Wednesday, October 31, 2012

Stuff.... Friends, who are they? Are you changing?

If you met anyone you call a friend for the first time today, would you still say we are friends? Friendships roll like the tide. High times and low times the best stay strong, like a well built pier. Some on the other fade or slowly fall apart. Generally brought on by one or the other changing in some way. My disease has cost me many material things but it has shown me what true friends are and what they do. My father once told me friends to a man cause trouble, stay away be a loner. I did this mainly my entire life. As I grew older, got married my views changed and my relationship with dear old dad bottomed out. However, I started seeing people (both sexes) in friendly terms. When I really bring you into my family and friend become like family  I hold you to a higher standard.
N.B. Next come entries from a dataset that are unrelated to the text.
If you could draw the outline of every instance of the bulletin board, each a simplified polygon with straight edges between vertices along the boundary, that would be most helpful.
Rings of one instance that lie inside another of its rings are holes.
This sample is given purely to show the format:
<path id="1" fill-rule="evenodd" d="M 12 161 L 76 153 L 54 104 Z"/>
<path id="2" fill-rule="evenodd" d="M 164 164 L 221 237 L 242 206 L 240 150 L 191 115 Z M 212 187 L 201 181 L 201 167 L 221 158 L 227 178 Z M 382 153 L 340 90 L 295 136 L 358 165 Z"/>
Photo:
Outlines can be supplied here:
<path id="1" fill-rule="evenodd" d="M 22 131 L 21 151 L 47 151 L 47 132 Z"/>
For many folks in my inner circle it has worked fine. Some just cannot handle it. Do I love to hard? I love my friends, I love my family, I love with it all. In 9 out of 10 times I will do anything I can to help a friend. The 1 time will be the time my family is in great need. 

Yesterday I lost someone I considered to be a great if not best friend. I guess my standards were to great. My fault? Maybe it was. Perhaps it was a bit of both. He is in deep and over extended. I understand and wanted to help but he did not want it. Fine. I needed something from him, he could not give the time. Even when I and my family thought I was on deaths door he was aloof. Time was ticking on the friendship. It ended, because of this blog. I started this for a few reason. To help others, express my thoughts, and to keep my friends up to date on me and my condition. I got very tired of texting and reciting the same version of me over and over. Now I write it, post the link, and it makes it easier for all.

The friend I lost, I do not think I would befriend him today if we just met. The pier broke. The tide washed away a lot this time. It was a fond time in my life but my life has changed and so has his. It happens and it's cool. It will hurt for a bit and then fade away like a beautiful sunset or a melting snow. The age/generation gap was wide, early 30's and early to mid 20's are 2 different times of life. I look around and that is the only person in my circle that I without a doubt would not approach in a friendship matter. I have changed as a man. People change and grow, I know I have. Have you?